For many older people in the audience and more widely, their introduction to classical music came from the 1940 Disney film Fantasia which was recently reworked and reissued. This combination of film and music was in its day, quiet a feat and getting the sound to emerge from the right (correct) part of the screen required a considerable degree of technical expertise. Stereo was in its infancy at the time and the film was the first successful attempt to bring multi-track sound to the cinema. We sometimes forget today, surrounded as we are by the wonders of technology, that it was not always thus: I can recall seeing Fantasia in Manchester as a child and being enthralled by the sound as well as the animations. Fantasia’s remixed multi track soundtrack is still extant, the original takes prior to the remixing have been lost unfortunately .
Stokowski had a colourful life which included having three wives one of whom was Gloria Vanderbilt as well as a number of affairs including one – it is alleged – with Greta Garbo.
He was keen to promote new music and one piece played was the second movement from Shostakovich’s Symphony No. 5 – a 1958 recording which sounded amazing considering its age. Shostakovich was lucky to be alive and was only able to leave Russia because his prestige in the West led Stalin to give him permission to leave.
Another interesting item was a recording of Stokowski rehearsing Tchaikovsky’s 5th Symphony. Tchaikovsky’s parent’s original name was Chaiko as they hailed from Ukraine: interesting in view of attempts to ban his music after the Russian invasion of that country. But I digress.
We heard his impressive arrangement for orchestra of the Toccata and Fugue in D minor played by the Czech Philharmonic. Indeed, all the recordings we heard demonstrated Stokowski’s ability to get the most from an orchestra, particularly the string sections, a point Robin made. On the subject of orchestras, we take for granted the current arrangement of orchestras with strings on the left cellos on the right etc. but this arrangement is down to Stokowski after much experimentation with different arrangements.
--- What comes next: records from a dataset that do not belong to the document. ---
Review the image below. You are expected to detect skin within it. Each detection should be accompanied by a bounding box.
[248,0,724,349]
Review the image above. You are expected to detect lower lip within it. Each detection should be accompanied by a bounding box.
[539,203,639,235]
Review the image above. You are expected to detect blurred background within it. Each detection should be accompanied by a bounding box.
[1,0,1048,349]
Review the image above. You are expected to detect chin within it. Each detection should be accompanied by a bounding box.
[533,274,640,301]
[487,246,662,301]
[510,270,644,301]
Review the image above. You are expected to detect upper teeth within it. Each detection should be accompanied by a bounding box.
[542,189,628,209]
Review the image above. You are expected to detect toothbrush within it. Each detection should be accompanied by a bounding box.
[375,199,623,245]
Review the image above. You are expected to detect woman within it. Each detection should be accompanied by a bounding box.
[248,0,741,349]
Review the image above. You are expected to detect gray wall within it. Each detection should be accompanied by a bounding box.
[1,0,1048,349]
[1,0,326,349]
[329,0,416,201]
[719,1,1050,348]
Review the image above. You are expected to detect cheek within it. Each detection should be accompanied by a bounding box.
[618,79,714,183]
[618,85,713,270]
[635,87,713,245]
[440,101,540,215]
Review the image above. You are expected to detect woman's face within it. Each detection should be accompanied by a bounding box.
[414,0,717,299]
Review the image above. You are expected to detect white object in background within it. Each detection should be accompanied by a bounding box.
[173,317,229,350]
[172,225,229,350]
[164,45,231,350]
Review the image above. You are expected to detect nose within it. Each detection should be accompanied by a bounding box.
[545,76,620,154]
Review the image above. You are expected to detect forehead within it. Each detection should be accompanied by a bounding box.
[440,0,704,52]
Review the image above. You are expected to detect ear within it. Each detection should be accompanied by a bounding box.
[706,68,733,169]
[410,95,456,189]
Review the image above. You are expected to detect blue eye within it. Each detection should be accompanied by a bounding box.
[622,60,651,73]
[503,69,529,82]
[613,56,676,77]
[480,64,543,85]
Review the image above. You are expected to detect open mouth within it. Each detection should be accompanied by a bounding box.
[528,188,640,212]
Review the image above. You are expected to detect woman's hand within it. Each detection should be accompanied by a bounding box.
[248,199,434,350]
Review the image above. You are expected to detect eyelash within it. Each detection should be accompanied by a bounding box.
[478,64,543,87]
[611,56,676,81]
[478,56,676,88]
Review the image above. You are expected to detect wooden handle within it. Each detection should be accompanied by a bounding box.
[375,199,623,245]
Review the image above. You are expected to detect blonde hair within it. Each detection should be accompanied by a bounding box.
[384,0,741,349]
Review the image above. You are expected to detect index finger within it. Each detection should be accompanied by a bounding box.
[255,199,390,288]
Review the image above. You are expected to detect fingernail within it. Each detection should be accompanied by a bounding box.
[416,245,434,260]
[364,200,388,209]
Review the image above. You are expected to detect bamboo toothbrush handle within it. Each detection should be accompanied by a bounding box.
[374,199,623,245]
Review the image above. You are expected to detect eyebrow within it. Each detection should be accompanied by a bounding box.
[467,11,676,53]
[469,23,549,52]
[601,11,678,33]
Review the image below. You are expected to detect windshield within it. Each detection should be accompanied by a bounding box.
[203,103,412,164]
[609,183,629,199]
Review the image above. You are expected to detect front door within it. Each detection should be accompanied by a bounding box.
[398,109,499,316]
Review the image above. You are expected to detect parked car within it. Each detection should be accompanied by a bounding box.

He also appeared in films including One Hundred Men and a Girl, (1937) – the mind boggles – as well as Fantasia.
Towards the end of his life, he returned to the UK and decided to live in Nether Wallop, Hampshire, buying Place Farm House in 1972. He had a fatal heart attack in 1977. Local residents recall his strange habit of taking a stroll around the village wearing a sinister full-length opera coat. Another curiosity was his habit of speaking in a curious pseudo East European accent: odd since he was born in London.
A truly interesting evening and Robin had gone to great efforts to research his subject, a point made by the chair in his vote of thanks.